Kerodon

$\Newextarrow{\xRightarrow}{5,5}{0x21D2}$ $\newcommand\empty{}$
$\Newextarrow{\xhookrightarrow}{10,10}{0x21AA}$

Warning 6.3.3.10. Let $F: \operatorname{\mathcal{C}}\rightarrow \operatorname{\mathcal{D}}$ and $G: \operatorname{\mathcal{D}}\rightarrow \operatorname{\mathcal{E}}$ be functors of $\infty $-categories. If $F$ and $G$ are localization functors, the composition $G \circ F$ need not be a localization functor. For example, let $\operatorname{\mathcal{C}}$ be the $1$-dimensional simplicial set corresponding to the directed graph depicted in the diagram

\[ \bullet \xrightarrow {e} \bullet \xleftarrow {w} \bullet \xrightarrow {e'} \bullet . \]

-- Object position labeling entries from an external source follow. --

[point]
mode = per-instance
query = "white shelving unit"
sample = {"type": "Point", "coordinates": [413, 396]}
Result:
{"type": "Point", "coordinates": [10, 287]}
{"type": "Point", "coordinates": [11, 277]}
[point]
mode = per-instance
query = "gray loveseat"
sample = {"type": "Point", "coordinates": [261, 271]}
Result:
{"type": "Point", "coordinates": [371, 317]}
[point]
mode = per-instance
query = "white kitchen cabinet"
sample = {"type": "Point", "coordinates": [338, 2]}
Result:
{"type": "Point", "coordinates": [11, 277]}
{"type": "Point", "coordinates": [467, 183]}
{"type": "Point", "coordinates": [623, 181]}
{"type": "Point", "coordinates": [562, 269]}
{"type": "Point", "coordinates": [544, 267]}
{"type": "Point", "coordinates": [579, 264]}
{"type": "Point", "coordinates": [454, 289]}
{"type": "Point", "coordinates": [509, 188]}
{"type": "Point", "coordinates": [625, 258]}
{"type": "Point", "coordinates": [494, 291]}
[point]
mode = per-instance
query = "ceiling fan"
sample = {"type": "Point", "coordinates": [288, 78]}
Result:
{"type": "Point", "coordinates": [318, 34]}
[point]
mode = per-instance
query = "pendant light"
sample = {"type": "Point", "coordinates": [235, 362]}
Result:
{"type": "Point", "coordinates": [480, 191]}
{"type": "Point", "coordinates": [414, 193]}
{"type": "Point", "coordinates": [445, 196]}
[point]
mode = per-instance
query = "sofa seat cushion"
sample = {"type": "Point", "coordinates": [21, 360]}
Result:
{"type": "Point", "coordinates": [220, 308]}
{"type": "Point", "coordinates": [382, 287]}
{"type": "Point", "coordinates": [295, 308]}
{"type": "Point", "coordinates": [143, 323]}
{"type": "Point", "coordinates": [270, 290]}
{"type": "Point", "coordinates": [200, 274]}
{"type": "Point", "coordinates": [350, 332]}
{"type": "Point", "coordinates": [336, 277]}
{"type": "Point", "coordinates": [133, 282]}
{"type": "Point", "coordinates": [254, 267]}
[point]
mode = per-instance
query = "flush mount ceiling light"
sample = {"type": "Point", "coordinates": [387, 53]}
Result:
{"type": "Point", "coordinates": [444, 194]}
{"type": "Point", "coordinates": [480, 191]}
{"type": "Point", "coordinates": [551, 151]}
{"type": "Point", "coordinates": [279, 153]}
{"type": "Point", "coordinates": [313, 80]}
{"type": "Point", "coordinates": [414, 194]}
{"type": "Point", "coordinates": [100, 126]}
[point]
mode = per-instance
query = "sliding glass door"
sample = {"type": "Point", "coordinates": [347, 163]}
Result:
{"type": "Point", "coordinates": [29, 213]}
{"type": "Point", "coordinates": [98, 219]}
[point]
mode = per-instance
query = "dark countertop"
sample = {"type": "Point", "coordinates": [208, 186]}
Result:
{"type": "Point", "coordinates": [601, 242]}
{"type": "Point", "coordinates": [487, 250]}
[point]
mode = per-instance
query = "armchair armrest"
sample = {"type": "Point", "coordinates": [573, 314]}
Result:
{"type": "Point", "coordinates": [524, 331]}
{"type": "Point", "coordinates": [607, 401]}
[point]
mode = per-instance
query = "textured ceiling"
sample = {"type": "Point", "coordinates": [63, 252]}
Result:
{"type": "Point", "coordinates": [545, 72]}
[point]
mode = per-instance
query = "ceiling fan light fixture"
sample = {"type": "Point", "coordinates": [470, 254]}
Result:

There is a functor $F: \operatorname{\mathcal{C}}\rightarrow \Delta ^2$ which carries $e$ and $e'$ to the edges $0 \rightarrow 1$ and $1 \rightarrow 2$, respectively. It is not difficult to show that $F$ exhibits $\Delta ^2$ as a localization of $\operatorname{\mathcal{C}}$ with respect to $w$. However, the localization of $\Delta ^2$ with respect to its “long edge” $0 \rightarrow 2$ cannot be realized directly as a localization of $\operatorname{\mathcal{C}}$.